Том 9. Рассказы и очерки (Станюкович) - страница 5

— Сказывают, строгость большая на море, Захарыч?

— Как следует быть… Но только ежели ты сам держишь себя в строгости, то не за что тебя и драть как Сидорову козу, коли командир и старший офицер наказывают не зря или в беспамятстве ума, а по чести и с рассудком… Без взыску нельзя… Такая уж взыскательная флотская служба…

— А как наш командир и старший офицер? Очень строгие? — с жадным любопытством спросил молодой матрос.

— То-то нет… Тебе на первый раз посчастливилось, Егорка! И жалостливые и матросом не брезгуют… Понимают, что у матроса не барабанная шкура и задарма нет у них положения разделывать спину. Особенно капитан… Я с ним плавал одно лето… С большим понятием человек… С им не нудно служить…

— А старший офицер?..

— Ишь ведь пужливый ты… допытываешься! — добродушно усмехнулся Захарыч.

И, помолчав, продолжал:

— Матросы, кои служили с ним раньше, сказывали, что добер… Однако любит при случае по зубам пройтись. Да ты, Егорка, не сумлевайся насчет этого! — вставил Захарыч, заметив испуг на лице первогодка. — У его рука, сказывали, легкая! А порет по справедливости, если кто свиноватил. А чтобы понапрасну обескураживать человека — ни боже мой! Да чего бояться? Ты у меня исправный и старательный матросик. За что тебя драть? И вовсе не за что! Так-то, Егорка!

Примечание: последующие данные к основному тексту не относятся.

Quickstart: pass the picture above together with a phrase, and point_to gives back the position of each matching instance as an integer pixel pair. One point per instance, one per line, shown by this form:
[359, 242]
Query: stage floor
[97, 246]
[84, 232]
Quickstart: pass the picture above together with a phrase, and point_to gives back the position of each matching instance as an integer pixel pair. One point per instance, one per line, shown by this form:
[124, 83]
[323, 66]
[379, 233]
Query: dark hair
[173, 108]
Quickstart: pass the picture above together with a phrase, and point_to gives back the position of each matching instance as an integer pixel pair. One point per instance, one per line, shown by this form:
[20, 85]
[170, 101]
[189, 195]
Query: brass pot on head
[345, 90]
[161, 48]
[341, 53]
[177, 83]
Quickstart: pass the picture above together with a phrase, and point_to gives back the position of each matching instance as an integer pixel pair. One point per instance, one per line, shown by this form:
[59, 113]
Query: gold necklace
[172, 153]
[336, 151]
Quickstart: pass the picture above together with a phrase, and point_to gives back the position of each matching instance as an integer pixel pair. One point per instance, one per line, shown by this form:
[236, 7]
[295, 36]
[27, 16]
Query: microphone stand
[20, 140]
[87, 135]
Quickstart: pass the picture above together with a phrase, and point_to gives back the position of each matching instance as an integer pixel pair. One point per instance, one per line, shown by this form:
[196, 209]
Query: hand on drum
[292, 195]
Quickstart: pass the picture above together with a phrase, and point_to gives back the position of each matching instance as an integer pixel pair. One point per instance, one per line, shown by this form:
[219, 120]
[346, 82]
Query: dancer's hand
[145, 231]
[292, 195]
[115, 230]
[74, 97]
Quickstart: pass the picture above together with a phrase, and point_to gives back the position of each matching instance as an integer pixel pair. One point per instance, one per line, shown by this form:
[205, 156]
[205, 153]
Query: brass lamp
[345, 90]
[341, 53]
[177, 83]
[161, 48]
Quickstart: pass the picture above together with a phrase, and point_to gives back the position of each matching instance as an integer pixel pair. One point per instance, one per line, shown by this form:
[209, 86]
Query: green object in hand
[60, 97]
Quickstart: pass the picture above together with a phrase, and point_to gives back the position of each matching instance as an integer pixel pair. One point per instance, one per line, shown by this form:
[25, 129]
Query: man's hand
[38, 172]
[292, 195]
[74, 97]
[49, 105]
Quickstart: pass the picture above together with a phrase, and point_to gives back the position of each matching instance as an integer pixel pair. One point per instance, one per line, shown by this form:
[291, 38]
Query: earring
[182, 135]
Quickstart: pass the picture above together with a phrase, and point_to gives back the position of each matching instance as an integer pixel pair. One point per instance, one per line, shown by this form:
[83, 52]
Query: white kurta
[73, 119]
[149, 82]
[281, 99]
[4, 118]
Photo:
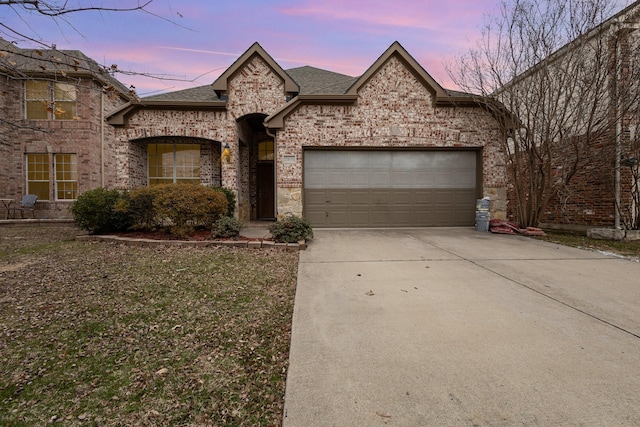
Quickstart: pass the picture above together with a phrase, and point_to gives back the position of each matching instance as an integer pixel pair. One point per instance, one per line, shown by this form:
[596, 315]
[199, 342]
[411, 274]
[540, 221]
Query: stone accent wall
[256, 88]
[393, 110]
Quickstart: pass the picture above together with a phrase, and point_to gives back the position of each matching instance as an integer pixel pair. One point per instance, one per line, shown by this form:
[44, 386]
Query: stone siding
[393, 110]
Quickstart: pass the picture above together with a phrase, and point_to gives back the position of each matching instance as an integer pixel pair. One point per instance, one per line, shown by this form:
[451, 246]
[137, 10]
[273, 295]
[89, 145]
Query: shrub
[291, 229]
[141, 208]
[187, 206]
[226, 227]
[231, 200]
[101, 210]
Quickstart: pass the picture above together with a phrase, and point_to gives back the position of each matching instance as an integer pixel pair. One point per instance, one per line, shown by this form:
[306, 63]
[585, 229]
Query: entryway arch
[257, 169]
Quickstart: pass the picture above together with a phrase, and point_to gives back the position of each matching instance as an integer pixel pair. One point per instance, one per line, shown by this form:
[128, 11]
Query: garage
[385, 188]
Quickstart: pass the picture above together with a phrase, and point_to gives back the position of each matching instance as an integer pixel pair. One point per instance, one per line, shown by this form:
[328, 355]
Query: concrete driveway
[448, 326]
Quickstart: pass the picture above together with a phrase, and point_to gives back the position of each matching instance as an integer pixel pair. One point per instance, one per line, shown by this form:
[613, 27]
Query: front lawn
[95, 333]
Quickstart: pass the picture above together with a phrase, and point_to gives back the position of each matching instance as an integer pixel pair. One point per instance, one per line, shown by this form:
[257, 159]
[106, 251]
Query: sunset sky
[191, 42]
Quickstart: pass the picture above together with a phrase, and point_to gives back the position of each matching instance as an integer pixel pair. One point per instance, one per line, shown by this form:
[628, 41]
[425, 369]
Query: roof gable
[221, 83]
[46, 63]
[396, 49]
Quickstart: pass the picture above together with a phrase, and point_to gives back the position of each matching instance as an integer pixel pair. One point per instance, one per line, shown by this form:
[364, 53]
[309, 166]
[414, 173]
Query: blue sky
[190, 42]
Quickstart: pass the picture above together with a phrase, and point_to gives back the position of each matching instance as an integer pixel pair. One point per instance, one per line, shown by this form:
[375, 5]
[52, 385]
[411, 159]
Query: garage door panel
[338, 198]
[360, 217]
[359, 198]
[390, 188]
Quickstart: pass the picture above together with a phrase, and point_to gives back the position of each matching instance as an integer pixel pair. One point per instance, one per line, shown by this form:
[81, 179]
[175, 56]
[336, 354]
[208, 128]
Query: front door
[265, 186]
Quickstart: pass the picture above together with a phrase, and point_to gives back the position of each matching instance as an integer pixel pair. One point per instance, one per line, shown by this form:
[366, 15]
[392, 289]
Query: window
[66, 177]
[173, 163]
[49, 100]
[38, 175]
[39, 178]
[64, 100]
[265, 150]
[37, 100]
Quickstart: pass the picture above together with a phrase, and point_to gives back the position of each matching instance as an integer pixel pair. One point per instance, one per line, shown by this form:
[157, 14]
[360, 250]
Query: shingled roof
[24, 63]
[194, 94]
[314, 81]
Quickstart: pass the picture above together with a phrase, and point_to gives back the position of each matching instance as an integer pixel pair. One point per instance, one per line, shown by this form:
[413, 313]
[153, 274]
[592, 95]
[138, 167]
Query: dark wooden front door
[265, 191]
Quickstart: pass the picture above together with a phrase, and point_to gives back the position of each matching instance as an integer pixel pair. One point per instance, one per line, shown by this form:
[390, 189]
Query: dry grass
[95, 333]
[630, 249]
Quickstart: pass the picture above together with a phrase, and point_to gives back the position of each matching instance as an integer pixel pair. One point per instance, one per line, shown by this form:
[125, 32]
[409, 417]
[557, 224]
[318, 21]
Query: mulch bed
[198, 235]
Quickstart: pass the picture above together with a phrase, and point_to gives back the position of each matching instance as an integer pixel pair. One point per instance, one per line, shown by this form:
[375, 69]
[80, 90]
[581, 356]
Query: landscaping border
[249, 244]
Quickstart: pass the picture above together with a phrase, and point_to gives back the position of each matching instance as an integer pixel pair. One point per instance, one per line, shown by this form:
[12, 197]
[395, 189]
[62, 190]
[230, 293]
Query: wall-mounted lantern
[226, 153]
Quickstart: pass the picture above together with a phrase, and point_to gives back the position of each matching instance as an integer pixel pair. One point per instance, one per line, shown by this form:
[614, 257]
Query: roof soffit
[396, 49]
[221, 83]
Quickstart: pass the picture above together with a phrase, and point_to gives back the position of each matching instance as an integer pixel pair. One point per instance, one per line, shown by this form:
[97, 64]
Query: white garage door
[348, 188]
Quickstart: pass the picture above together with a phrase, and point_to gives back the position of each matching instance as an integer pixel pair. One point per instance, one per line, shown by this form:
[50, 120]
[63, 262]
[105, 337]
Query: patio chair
[28, 203]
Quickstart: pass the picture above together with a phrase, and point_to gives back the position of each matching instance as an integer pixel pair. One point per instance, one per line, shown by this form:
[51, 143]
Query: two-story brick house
[54, 140]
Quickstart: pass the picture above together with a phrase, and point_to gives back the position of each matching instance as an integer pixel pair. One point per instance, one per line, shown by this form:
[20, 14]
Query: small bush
[141, 208]
[226, 227]
[187, 206]
[291, 229]
[231, 200]
[101, 210]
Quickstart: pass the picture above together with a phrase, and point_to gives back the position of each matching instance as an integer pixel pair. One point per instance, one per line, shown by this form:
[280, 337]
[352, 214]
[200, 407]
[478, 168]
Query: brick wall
[393, 110]
[82, 136]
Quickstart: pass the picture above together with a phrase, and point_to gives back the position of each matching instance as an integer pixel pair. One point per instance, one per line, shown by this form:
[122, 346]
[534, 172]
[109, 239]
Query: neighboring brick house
[54, 141]
[594, 147]
[389, 148]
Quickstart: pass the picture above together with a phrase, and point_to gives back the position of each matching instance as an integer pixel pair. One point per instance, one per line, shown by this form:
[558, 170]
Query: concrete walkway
[448, 326]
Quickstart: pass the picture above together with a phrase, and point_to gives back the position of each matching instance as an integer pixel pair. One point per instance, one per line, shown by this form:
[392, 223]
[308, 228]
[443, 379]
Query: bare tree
[566, 83]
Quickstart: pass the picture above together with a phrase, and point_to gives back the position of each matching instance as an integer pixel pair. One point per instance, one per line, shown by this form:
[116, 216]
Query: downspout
[275, 170]
[102, 138]
[618, 118]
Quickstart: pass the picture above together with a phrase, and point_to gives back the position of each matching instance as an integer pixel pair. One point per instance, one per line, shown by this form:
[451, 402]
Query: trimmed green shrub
[141, 208]
[101, 210]
[291, 229]
[183, 207]
[227, 227]
[231, 200]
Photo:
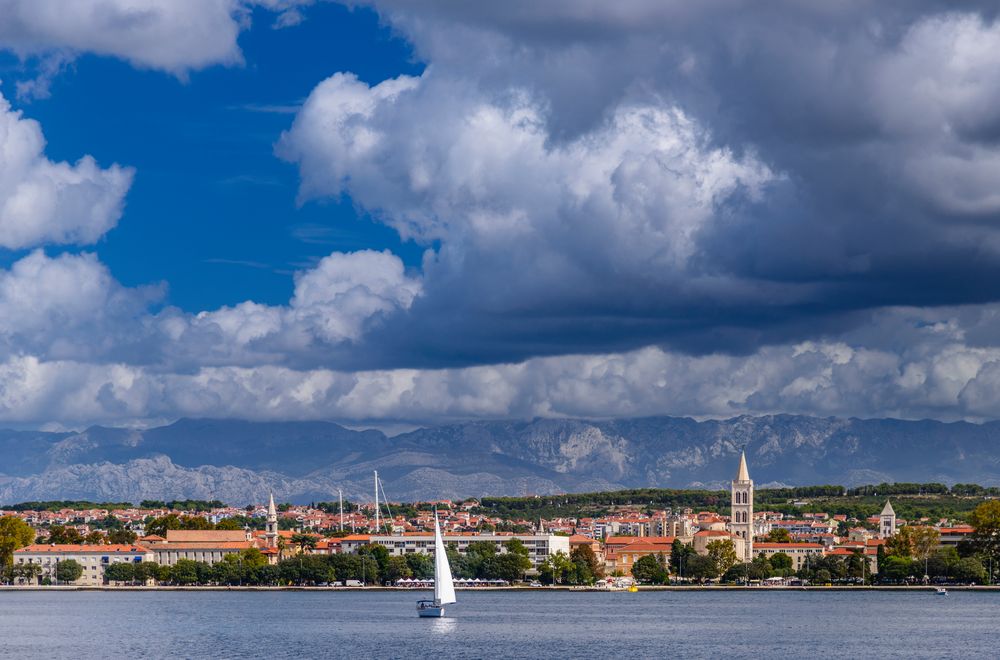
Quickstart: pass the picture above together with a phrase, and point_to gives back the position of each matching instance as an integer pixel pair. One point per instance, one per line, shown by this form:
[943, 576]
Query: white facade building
[540, 546]
[93, 558]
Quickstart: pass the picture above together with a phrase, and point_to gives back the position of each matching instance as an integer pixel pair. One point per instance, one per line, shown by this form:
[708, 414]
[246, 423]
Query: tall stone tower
[271, 529]
[887, 521]
[742, 507]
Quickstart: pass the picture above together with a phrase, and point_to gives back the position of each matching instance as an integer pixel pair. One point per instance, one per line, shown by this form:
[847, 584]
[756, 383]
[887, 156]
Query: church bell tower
[742, 507]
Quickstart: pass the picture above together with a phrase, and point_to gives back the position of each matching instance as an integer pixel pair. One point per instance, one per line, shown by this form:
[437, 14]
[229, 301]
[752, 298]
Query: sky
[415, 212]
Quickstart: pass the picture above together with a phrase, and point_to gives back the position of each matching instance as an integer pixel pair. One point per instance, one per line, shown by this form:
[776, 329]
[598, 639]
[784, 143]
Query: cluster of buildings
[619, 540]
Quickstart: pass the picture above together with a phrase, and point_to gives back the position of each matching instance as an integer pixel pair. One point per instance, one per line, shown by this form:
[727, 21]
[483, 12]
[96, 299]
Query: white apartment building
[93, 558]
[799, 552]
[209, 546]
[540, 546]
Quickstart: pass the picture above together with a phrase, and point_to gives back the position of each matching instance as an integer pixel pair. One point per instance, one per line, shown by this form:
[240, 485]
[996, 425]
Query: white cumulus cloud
[52, 202]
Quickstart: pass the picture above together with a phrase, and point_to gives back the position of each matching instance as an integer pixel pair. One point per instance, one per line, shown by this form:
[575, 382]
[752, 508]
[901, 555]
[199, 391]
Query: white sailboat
[444, 585]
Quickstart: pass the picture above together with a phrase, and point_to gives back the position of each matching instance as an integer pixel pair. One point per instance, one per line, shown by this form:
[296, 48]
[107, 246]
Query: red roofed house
[799, 552]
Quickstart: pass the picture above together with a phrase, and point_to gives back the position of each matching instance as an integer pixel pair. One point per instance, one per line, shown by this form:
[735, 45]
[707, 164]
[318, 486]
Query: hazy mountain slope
[240, 461]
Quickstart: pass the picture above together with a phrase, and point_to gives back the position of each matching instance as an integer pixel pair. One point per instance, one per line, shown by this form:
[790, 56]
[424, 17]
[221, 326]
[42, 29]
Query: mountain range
[240, 461]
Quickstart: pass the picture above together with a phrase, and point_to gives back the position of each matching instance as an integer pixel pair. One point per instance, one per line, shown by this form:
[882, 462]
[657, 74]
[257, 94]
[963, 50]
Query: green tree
[397, 568]
[587, 568]
[900, 544]
[122, 536]
[507, 566]
[679, 555]
[14, 534]
[159, 526]
[723, 553]
[518, 563]
[651, 569]
[304, 540]
[62, 535]
[969, 570]
[232, 524]
[553, 570]
[144, 572]
[701, 567]
[184, 571]
[986, 538]
[421, 565]
[760, 568]
[119, 572]
[68, 570]
[779, 535]
[923, 541]
[941, 561]
[781, 562]
[895, 569]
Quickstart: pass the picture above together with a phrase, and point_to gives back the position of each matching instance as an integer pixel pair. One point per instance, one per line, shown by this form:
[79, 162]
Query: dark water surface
[290, 624]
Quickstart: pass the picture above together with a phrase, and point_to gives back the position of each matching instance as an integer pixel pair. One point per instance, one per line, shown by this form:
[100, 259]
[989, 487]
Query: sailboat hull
[428, 609]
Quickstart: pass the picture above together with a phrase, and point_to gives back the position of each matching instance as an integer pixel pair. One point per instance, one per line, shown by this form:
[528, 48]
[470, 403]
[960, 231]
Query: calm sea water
[499, 624]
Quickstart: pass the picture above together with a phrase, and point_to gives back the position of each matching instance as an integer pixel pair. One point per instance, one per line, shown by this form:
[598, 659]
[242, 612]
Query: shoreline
[695, 588]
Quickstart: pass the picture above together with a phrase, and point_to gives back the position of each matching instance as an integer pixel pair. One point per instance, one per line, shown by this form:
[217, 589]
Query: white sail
[444, 586]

Счастье твое, что попал ты на судно к такому доброму капитану!

Эти слова, а главное, тон их, ласковый и душевный, очень подбодрили молодого матроса.

IV

И первые дни плавания не показались ему страшными.

Несмотря на позднюю осень, погода стояла тихая, и в Финском заливе и в Балтийском море не было ни ветра, ни волнения. Стоял штиль, и корвет, не покачиваясь, шел себе под парами, попыхивая дымком из горластой трубы.

Первогодок был назначен во вторую вахту. Он должен был находиться на палубе, у грот-мачты, в числе «шканечных» и исполнять работы, требующие только мускульного труда, то есть тянуть, или, как говорят матросы, «трекать» снасти (веревки).

Наверх взбираться, на ванты, и крепить паруса его не посылали еще.

Привык он и к судовой жизни, к жизни по точному расписанию. Привык по свистку боцмана вскакивать в пять часов утра из своей койки, подвешенной вместе с другими в междупалубном пространстве, называемом «жилой палубой», скатывать койку, нести ее наверх и класть в бортовое гнездо, затем петь во фронте утреннюю молитву и после кашицы и чая приниматься за обычную уборку палубы: скоблить ее камнем, проходить шваброй, окачивать водой — словом, доводить до той «каторжной», как говорят матросы, чистоты, которою щеголяют военные суда.